Malaria remains to be one of the most severe global public health concerns. Traditionally, Aspilia Africana and Warburgia ugandensis have been used to treat malaria in several African countries for millennia. In the current study, A. africana calli (AaC), A. africana in vitro roots (AaIR), A. africana wild leaf (AaWL), and W. ugandensis stem bark (WuSB) were dried and pulverized.

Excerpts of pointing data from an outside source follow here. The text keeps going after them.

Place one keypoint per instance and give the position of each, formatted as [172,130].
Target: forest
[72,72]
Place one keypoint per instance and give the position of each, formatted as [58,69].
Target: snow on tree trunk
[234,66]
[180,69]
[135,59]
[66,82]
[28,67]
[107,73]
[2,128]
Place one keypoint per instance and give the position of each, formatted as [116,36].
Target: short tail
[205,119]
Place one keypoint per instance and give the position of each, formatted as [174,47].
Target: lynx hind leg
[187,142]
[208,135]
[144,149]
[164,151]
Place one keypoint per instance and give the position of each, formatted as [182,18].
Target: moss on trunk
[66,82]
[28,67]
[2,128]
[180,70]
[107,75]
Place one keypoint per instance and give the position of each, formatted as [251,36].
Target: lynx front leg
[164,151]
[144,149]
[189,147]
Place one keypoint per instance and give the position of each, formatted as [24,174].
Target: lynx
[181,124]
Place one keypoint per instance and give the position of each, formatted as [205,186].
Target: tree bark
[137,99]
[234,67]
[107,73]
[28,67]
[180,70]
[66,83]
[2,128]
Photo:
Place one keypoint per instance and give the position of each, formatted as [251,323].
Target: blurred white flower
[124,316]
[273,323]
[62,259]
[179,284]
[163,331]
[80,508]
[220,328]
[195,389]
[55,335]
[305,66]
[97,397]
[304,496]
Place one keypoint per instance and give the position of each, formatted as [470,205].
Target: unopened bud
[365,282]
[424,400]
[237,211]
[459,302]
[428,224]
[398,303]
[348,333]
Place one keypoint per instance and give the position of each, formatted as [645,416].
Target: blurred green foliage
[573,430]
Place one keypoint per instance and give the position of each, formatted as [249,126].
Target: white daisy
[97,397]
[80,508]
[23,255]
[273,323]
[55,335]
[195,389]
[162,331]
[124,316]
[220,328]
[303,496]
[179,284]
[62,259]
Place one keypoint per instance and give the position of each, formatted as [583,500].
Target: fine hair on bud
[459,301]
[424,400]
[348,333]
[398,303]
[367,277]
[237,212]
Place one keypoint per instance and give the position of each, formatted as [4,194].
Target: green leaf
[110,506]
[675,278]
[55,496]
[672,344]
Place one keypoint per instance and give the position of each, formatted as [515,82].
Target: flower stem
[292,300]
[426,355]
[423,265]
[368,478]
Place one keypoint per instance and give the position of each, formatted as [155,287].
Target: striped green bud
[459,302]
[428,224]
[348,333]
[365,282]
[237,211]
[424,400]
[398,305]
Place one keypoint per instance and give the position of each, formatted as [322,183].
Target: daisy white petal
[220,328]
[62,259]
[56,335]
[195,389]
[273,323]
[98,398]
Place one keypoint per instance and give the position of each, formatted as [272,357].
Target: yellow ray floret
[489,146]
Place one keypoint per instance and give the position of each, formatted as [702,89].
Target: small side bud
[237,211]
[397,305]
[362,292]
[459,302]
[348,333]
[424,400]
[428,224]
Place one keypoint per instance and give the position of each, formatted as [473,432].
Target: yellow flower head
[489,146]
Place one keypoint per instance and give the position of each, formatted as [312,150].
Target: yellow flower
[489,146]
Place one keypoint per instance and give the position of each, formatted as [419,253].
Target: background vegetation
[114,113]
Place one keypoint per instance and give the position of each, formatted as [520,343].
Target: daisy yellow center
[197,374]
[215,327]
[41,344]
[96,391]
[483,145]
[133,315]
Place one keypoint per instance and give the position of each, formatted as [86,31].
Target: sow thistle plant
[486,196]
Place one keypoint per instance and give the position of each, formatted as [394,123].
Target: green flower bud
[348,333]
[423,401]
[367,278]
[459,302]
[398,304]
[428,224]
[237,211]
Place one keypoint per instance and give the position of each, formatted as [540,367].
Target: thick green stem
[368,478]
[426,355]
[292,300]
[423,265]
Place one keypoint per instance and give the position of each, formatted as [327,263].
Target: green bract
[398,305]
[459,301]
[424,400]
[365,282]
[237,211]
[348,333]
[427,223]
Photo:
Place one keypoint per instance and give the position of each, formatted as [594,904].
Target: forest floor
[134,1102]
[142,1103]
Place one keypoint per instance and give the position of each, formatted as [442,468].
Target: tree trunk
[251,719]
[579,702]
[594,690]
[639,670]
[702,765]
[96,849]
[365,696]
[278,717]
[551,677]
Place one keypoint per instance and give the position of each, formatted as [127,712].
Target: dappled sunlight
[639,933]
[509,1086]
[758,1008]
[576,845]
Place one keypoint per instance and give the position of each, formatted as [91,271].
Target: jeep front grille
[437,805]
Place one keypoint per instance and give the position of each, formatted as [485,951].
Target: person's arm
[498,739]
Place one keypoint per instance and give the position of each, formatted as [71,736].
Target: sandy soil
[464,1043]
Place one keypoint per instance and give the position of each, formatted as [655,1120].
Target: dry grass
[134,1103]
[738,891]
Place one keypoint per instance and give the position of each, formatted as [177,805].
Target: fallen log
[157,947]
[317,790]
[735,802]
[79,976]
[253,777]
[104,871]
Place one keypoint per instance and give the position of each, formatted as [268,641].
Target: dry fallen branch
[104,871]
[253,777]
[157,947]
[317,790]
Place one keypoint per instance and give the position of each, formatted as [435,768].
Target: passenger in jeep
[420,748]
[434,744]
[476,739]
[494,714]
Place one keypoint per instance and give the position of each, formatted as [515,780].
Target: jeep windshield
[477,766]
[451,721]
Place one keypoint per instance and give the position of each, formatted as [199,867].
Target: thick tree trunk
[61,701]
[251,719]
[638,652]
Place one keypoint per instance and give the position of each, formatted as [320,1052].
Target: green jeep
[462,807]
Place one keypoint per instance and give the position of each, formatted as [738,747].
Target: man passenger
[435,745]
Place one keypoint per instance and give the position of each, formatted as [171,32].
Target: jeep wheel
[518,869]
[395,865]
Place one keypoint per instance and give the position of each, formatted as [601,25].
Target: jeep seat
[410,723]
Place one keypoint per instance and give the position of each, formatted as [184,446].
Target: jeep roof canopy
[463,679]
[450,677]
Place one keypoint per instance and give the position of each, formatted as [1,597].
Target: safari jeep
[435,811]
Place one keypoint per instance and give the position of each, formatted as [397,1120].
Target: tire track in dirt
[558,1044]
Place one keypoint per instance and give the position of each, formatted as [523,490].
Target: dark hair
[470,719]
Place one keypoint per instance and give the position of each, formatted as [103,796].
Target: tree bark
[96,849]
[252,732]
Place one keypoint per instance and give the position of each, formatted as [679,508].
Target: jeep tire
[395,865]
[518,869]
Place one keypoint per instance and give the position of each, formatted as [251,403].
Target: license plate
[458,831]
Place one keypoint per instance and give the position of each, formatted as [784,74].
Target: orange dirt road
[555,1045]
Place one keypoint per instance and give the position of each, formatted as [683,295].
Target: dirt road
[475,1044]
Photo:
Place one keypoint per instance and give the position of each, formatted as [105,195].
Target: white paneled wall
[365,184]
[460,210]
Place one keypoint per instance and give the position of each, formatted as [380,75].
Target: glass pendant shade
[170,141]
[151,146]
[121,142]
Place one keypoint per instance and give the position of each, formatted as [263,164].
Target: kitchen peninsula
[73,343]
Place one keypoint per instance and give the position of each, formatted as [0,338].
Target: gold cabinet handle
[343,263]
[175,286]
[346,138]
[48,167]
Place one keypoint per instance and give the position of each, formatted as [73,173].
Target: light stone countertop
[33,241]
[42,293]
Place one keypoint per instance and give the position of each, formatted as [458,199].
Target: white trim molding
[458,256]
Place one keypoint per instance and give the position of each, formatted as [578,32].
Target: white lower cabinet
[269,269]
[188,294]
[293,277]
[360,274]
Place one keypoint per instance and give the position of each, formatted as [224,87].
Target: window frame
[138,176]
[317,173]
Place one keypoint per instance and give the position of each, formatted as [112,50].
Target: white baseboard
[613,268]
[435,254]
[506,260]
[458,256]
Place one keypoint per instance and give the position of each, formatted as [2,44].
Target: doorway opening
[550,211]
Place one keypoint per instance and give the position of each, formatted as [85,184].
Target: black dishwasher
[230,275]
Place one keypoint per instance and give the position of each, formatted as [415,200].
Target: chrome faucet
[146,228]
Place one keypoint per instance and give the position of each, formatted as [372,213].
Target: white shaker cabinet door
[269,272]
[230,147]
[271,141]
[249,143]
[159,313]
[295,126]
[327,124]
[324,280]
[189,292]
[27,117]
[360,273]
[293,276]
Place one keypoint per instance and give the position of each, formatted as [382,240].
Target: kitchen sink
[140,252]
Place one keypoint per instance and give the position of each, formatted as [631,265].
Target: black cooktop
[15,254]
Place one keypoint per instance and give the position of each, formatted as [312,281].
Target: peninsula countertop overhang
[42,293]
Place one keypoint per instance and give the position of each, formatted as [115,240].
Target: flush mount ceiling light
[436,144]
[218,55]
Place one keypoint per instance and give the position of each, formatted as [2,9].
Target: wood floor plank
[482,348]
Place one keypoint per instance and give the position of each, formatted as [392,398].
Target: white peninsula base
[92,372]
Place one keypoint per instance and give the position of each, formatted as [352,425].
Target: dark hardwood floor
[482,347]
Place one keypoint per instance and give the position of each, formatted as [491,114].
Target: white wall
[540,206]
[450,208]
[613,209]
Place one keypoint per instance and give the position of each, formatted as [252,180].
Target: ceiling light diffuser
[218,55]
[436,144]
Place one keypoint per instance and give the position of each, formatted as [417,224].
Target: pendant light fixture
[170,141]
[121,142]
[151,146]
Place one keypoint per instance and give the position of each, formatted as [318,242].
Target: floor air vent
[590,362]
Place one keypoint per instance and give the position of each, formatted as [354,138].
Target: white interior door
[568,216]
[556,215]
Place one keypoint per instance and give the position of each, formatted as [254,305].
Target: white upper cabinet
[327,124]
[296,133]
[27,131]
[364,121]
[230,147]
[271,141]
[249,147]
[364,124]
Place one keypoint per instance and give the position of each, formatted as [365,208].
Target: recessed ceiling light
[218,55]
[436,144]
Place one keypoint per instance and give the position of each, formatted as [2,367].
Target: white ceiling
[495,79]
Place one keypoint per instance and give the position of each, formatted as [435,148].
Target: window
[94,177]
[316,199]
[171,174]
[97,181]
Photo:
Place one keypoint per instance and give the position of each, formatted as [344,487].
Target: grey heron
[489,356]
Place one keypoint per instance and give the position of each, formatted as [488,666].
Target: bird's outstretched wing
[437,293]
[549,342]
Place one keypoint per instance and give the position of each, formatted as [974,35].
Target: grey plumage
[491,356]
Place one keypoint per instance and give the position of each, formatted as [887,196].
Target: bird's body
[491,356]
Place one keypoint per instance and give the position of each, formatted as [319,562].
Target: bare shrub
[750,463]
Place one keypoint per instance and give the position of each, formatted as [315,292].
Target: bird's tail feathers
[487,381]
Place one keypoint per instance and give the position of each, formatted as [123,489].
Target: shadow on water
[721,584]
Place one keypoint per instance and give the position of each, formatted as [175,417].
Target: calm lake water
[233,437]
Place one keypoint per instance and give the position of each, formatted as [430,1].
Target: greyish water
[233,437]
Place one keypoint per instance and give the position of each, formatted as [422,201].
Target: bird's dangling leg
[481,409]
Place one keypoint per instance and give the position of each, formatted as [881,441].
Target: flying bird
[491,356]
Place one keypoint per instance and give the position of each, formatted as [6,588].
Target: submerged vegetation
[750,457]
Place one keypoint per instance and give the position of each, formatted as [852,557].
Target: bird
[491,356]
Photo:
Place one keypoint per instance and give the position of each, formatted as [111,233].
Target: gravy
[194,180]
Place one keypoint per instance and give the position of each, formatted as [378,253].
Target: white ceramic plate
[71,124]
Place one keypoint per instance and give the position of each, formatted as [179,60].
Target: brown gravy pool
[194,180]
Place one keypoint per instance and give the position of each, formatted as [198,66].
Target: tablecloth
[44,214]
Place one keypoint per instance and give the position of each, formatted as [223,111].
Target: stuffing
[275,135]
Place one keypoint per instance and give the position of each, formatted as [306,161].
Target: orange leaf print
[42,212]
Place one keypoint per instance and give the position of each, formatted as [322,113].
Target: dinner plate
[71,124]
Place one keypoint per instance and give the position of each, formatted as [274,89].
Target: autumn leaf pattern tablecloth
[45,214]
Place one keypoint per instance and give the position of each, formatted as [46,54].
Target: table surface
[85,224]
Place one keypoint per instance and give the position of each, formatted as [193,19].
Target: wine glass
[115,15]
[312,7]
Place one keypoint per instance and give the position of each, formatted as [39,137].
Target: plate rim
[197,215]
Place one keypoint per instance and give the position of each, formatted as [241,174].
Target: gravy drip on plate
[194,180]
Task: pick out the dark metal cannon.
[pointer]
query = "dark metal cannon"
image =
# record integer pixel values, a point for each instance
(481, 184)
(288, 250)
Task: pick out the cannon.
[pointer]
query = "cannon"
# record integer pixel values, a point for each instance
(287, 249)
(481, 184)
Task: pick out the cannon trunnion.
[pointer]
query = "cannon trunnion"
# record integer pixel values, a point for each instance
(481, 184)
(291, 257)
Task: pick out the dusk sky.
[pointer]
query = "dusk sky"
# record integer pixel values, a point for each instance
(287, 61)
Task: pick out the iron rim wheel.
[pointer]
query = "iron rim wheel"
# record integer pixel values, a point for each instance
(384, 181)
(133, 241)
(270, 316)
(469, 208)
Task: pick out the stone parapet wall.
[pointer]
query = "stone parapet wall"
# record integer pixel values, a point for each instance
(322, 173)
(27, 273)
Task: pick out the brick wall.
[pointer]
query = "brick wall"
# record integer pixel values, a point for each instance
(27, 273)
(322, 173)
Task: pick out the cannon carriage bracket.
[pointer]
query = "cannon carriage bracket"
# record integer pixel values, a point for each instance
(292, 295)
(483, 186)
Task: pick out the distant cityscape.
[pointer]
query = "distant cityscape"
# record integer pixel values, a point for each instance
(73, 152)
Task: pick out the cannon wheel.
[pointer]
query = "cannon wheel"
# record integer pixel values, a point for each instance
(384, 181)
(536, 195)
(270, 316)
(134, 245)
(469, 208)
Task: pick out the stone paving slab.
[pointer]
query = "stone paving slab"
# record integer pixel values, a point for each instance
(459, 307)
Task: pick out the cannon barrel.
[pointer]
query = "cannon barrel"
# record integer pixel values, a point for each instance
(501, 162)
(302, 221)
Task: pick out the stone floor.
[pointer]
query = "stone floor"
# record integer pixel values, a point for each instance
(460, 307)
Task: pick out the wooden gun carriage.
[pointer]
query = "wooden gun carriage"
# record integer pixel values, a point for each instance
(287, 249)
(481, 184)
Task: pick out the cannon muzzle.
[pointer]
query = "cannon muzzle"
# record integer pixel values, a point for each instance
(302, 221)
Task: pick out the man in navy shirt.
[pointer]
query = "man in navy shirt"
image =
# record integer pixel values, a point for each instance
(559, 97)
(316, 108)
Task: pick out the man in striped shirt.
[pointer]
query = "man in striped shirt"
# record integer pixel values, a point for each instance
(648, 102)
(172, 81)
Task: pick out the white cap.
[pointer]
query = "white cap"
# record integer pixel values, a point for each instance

Fourier transform near-infrared spectroscopy was used to analyze the powdered samples, while 80% ethanolic extracts of each sample were assayed for antiplasmodial activity (against Plasmodium falciparum strains DD2 (chloroquine-resistant) and 3D7 (chloroquine-sensitive)) and cytotoxicity. WuSB showed the highest antiplasmodial activity (IC50 = 1.57 ± 0.210 ㎍/ml and 8.92 ± 0.365 ㎍/ml against P. falciparum 3D7 and DD2, respectively) and selectivity indices (43.90 ± 7.914 and 7.543 ± 0.051 for P. falciparum 3D7 and DD2, respectively). The highest total polyphenolic contents (total phenolic and flavonoid contents of 367.9 ± 3.55 mg GAE/g and 203.9 ± 1.43 mg RUE/g, respectively) were recorded for WuSB and the lowest were recorded for AaC. The antiplasmodial activities of the tested plant tissues correlated positively with total polyphenolic content. The high selectivity indices of WuSB justify its traditional applications in treating malaria and present it as a good candidate for discovering new antimalarial compounds. We recommend elicitation treatment for AaIR, which showed moderate antiplasmodial activity against P. falciparum DD2, to increase its secondary metabolite production for optimal antimalarial activity.

Keywords

Acknowledgement

This work was supported by Grants from the Development of Sustainable Application for Standard Herbal Resources (KSN1822320) and under the framework of international cooperation program (Korea-South Africa Cooperative Research Project for Excavation of Candidate Resources of Complementary and Alternative Medicine) managed by National Research Foundation of Korea (Grant: 2017 093655, KIOM: D17470). Additionally, the research was supported by the University of Science and Technology, Republic of Korea under the Overseas' training program.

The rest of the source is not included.